Multimodal AI
AI systems that process and generate across multiple input or output modalities, including text, images, video, and audio, now powering everything from local desktop inference to autonomous video production pipelines.
4 sources · Jul 9, 2026
Compiled by Claude · How this works →
Agents · LLMs · 5 neighbors
Multimodal AI covers models and systems that work across more than one data modality. The clearest technical survey comes from Vision Language Models (Better, Faster, Stronger), which maps the 2025 VLM landscape: any-to-any architectures, mixture-of-experts decoders, video understanding, multimodal RAG, and agentic VLM pipelines that take actions rather than just answer questions. Smaller models have closed much of the gap with frontier ones, making capable multimodal inference practical outside datacenter settings.

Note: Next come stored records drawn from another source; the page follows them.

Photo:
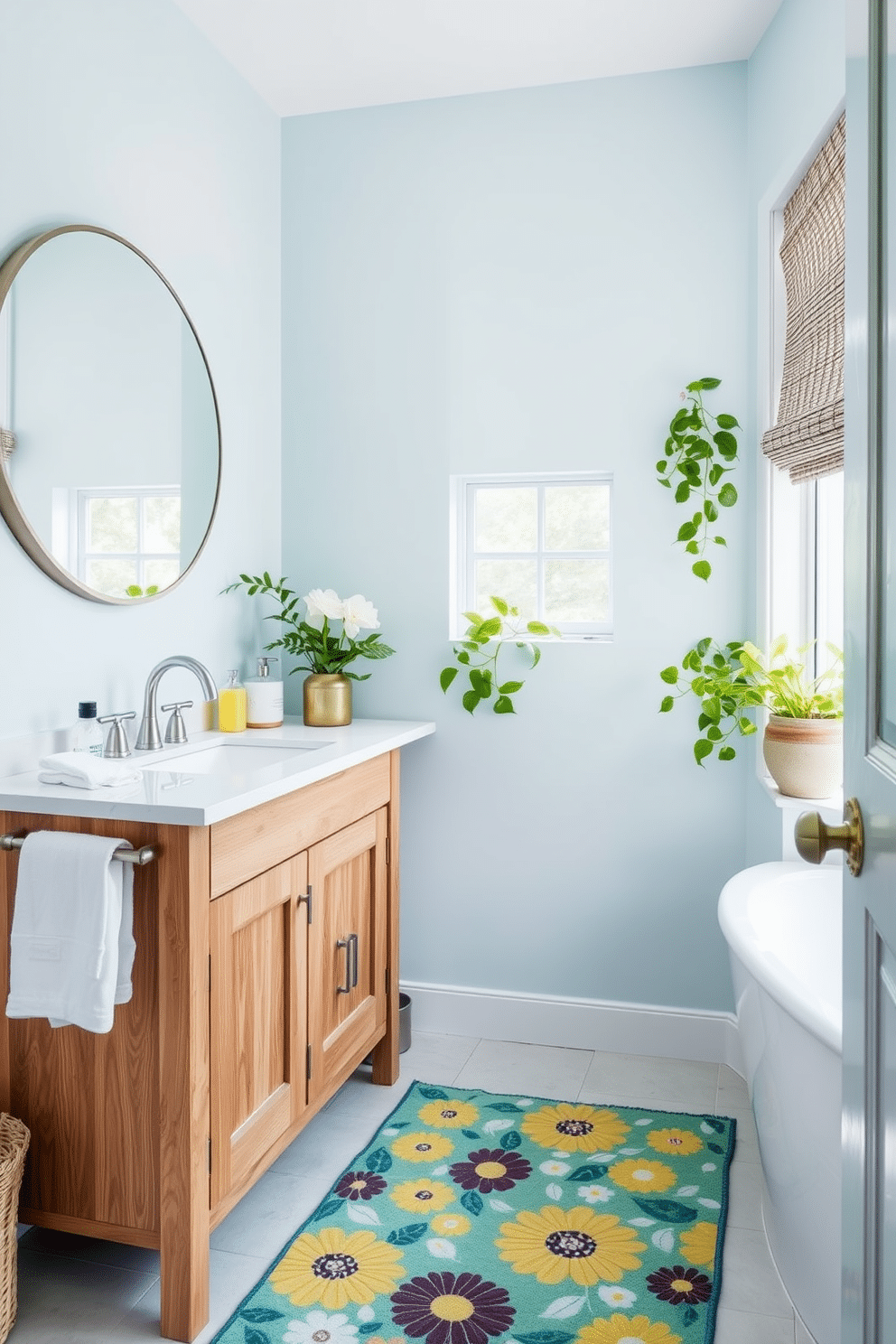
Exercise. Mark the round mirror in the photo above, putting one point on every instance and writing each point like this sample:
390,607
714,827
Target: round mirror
109,430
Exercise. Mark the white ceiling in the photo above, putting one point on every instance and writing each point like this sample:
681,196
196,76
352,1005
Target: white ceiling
320,55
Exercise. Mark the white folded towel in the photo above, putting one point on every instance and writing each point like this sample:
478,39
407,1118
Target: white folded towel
71,947
82,770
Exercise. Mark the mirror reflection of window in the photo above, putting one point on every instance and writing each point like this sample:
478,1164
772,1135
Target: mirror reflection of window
126,540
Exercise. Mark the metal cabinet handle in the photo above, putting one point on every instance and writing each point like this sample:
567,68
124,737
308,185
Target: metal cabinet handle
350,963
347,986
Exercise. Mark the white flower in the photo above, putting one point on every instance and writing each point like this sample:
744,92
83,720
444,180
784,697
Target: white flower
320,1328
595,1194
615,1296
322,602
359,614
554,1168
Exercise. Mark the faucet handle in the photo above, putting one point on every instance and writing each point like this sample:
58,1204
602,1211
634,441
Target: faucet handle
116,745
176,730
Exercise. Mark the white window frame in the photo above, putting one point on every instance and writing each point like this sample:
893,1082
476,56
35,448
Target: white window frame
71,518
463,554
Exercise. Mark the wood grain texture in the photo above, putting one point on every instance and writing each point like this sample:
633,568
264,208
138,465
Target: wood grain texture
91,1101
247,845
184,1079
347,873
386,1055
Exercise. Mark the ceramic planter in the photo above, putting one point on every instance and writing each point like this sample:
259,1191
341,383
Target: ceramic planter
327,700
805,757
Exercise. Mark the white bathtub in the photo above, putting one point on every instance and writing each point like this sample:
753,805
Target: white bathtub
782,922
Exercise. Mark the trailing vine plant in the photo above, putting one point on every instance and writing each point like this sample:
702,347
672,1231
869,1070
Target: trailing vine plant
477,653
699,454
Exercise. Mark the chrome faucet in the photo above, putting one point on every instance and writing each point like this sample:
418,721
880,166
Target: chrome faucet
149,738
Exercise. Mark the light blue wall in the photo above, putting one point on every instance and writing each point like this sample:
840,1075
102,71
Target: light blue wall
526,281
796,89
123,116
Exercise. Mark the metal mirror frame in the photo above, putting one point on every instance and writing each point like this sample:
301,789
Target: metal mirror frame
10,509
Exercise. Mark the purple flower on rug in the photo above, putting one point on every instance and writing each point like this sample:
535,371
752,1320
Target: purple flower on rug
490,1168
360,1186
680,1285
452,1310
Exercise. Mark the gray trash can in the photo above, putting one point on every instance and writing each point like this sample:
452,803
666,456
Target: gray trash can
403,1027
403,1023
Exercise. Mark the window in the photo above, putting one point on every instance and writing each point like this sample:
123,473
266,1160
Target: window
805,443
118,537
542,543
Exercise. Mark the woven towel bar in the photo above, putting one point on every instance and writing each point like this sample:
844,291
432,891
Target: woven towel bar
137,856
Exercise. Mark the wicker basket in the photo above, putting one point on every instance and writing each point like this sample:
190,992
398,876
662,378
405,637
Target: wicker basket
14,1145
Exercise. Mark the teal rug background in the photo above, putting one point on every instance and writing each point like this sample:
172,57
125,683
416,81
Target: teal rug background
482,1218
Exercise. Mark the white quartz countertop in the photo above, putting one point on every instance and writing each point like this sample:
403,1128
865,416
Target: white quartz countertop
175,790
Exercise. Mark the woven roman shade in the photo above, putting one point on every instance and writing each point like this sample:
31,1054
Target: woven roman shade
807,438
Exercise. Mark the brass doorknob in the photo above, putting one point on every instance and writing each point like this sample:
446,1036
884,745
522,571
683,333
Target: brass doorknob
815,837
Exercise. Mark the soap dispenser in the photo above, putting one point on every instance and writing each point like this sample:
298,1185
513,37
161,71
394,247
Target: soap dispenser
231,705
264,698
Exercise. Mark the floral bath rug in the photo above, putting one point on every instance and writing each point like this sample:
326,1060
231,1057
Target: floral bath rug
474,1218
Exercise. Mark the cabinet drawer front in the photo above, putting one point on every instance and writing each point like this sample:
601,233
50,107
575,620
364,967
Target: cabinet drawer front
256,840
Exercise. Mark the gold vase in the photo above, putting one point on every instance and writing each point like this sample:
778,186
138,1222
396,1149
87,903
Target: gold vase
327,700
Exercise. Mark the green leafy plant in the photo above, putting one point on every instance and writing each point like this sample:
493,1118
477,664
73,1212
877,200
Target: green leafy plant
320,645
730,680
700,452
479,652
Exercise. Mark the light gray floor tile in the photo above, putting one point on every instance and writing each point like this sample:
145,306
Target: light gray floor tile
520,1069
750,1280
686,1081
744,1195
65,1299
750,1328
269,1214
90,1249
79,1289
230,1278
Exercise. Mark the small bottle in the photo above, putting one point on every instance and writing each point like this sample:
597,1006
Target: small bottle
86,734
231,705
264,698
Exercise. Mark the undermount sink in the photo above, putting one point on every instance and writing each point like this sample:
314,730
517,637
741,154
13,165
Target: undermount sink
234,757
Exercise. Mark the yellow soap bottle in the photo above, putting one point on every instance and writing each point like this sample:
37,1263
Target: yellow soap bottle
231,705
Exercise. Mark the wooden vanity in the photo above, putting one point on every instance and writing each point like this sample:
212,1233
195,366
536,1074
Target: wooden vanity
266,969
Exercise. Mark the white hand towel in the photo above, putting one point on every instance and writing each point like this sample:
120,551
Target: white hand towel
80,770
71,947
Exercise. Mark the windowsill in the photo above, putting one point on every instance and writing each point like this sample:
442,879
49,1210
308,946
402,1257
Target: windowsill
783,800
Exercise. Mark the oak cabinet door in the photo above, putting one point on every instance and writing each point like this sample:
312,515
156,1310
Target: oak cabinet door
258,1019
347,949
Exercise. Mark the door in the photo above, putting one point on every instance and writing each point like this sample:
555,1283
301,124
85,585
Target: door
258,1002
347,949
869,900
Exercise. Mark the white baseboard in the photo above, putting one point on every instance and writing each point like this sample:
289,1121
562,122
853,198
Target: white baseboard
576,1023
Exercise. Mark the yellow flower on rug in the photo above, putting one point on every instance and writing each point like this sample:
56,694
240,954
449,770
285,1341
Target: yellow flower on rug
422,1197
631,1330
699,1244
449,1115
450,1225
634,1173
676,1143
575,1244
422,1148
335,1267
574,1128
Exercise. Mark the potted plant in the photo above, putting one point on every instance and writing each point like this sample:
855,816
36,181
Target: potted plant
804,738
324,639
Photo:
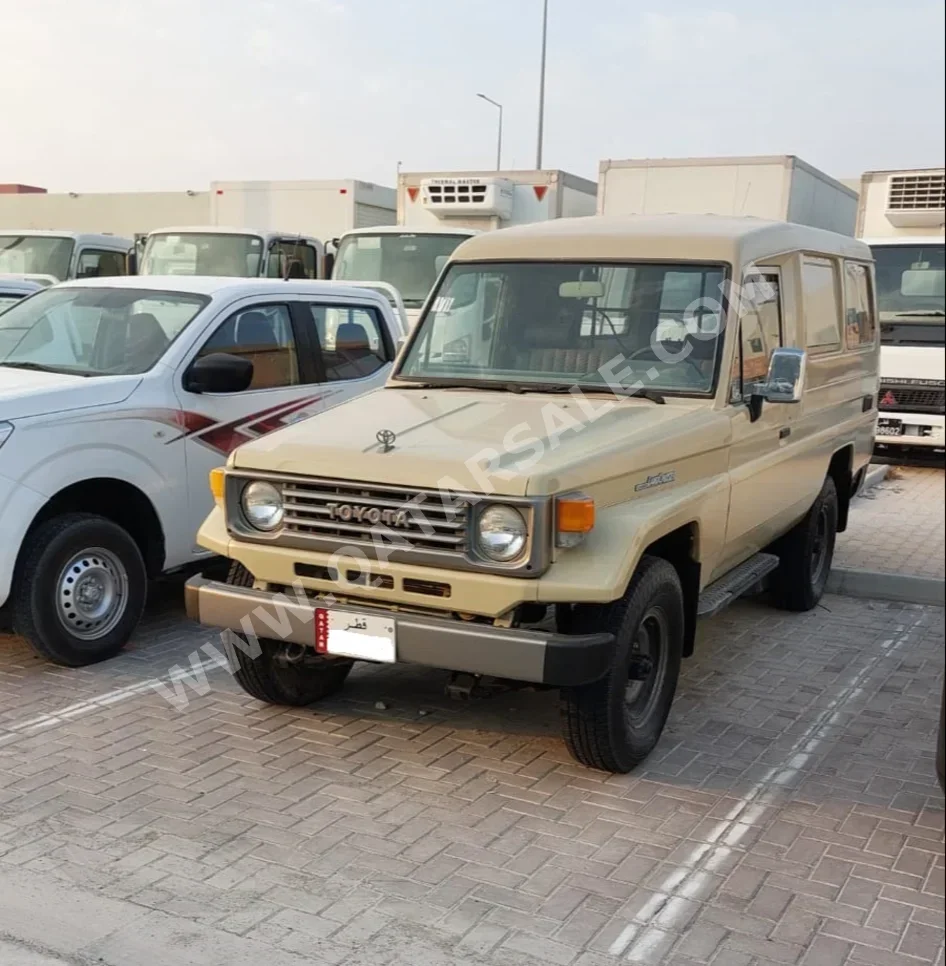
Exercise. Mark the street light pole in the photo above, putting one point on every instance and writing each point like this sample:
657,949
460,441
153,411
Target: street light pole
545,28
499,137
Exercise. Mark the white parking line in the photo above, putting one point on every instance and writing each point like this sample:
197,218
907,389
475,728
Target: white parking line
665,911
44,722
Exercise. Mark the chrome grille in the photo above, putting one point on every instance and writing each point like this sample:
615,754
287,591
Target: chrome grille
357,513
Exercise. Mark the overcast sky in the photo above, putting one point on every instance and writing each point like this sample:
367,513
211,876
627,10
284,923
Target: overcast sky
102,95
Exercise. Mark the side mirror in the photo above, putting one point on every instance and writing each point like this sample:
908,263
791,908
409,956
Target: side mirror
219,372
785,382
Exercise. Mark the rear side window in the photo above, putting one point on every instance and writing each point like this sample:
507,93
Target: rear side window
860,326
350,339
822,311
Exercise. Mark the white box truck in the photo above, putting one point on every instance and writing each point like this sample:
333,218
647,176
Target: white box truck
438,210
901,217
777,188
325,209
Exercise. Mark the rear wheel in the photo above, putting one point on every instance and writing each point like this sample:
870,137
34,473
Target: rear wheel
266,675
79,590
806,553
614,724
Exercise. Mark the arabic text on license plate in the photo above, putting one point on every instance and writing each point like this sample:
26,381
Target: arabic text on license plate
890,427
360,636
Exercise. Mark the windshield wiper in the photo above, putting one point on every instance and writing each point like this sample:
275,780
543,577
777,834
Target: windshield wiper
39,367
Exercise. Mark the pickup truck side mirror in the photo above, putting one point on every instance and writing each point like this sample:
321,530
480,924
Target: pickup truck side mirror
219,372
784,382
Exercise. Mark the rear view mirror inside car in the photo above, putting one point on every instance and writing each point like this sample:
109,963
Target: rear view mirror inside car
581,290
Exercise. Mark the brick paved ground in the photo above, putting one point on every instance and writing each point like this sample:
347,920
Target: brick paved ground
899,526
789,816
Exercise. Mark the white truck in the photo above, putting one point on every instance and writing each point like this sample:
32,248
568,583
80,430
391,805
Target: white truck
436,211
117,398
241,240
901,217
54,256
777,188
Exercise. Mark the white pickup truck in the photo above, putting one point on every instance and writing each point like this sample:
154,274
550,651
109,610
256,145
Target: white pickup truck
117,398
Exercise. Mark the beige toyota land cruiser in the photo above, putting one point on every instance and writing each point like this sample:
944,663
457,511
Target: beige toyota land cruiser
599,431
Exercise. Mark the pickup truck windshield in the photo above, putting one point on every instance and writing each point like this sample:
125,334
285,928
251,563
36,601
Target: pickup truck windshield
35,255
210,253
409,262
559,323
94,331
911,281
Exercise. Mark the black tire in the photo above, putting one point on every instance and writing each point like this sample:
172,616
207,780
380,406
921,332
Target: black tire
262,678
805,554
602,727
41,608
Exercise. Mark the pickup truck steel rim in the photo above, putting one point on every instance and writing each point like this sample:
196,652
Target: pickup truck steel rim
819,548
649,656
92,593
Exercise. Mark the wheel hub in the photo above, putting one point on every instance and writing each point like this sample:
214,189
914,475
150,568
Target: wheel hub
92,594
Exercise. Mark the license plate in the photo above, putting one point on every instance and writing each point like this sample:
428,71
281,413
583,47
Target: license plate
363,637
889,427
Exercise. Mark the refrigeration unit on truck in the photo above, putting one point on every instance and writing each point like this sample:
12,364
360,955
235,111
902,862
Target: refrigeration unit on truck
776,188
901,217
437,211
55,256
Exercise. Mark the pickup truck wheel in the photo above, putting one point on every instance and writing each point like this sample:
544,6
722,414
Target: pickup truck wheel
613,724
806,552
264,677
80,589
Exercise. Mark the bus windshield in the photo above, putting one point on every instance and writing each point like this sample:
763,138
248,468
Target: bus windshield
410,262
207,253
35,255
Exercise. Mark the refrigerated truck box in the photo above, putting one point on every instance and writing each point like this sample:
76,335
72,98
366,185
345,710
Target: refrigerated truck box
324,209
777,188
485,200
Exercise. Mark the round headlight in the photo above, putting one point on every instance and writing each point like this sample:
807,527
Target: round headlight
501,533
262,505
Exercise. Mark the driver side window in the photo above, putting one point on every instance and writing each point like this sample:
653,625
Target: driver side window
263,334
760,332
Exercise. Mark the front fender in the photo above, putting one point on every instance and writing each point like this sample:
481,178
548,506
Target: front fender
600,569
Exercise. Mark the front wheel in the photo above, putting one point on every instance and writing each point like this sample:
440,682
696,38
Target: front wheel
614,724
261,673
806,553
79,590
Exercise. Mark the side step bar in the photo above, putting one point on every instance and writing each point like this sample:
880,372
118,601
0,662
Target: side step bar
733,585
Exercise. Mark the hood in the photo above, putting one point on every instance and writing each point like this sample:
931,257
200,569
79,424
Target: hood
24,392
912,362
446,438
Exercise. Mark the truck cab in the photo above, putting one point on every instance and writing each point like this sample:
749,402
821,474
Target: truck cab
408,260
119,396
231,252
911,287
56,256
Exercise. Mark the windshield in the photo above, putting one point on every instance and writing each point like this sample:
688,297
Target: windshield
35,255
409,262
94,331
618,325
192,253
911,280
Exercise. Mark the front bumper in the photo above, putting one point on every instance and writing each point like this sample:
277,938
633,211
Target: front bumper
538,657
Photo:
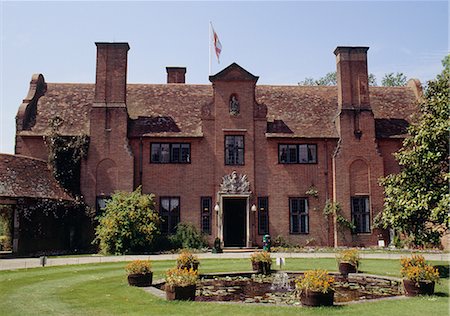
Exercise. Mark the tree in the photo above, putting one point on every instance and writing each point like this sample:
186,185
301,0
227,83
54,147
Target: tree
129,223
330,79
417,198
394,80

That local story is illustrated by oobabooga/textgen, a desktop app that runs LLMs fully offline and includes multimodal input alongside tool-calling and LoRA fine-tuning. Multimodal capability, once a cloud-only feature, is now part of the self-hosted stack.
On the production side, Poolday shows multimodal AI as infrastructure: its Creator-1 platform orchestrates 100+ generative models to execute video edits end-to-end, handling cuts, AI asset generation, and project assembly without human handoffs at each step. The output is an editable project, not a static render, which reflects how multimodal pipelines are beginning to slot into creative workflows rather than replace them wholesale.
AI 2040: Plan A treats multimodal capability as part of the broader trajectory toward systems powerful enough to warrant international governance, though it focuses on scaling and safety rather than modality specifics.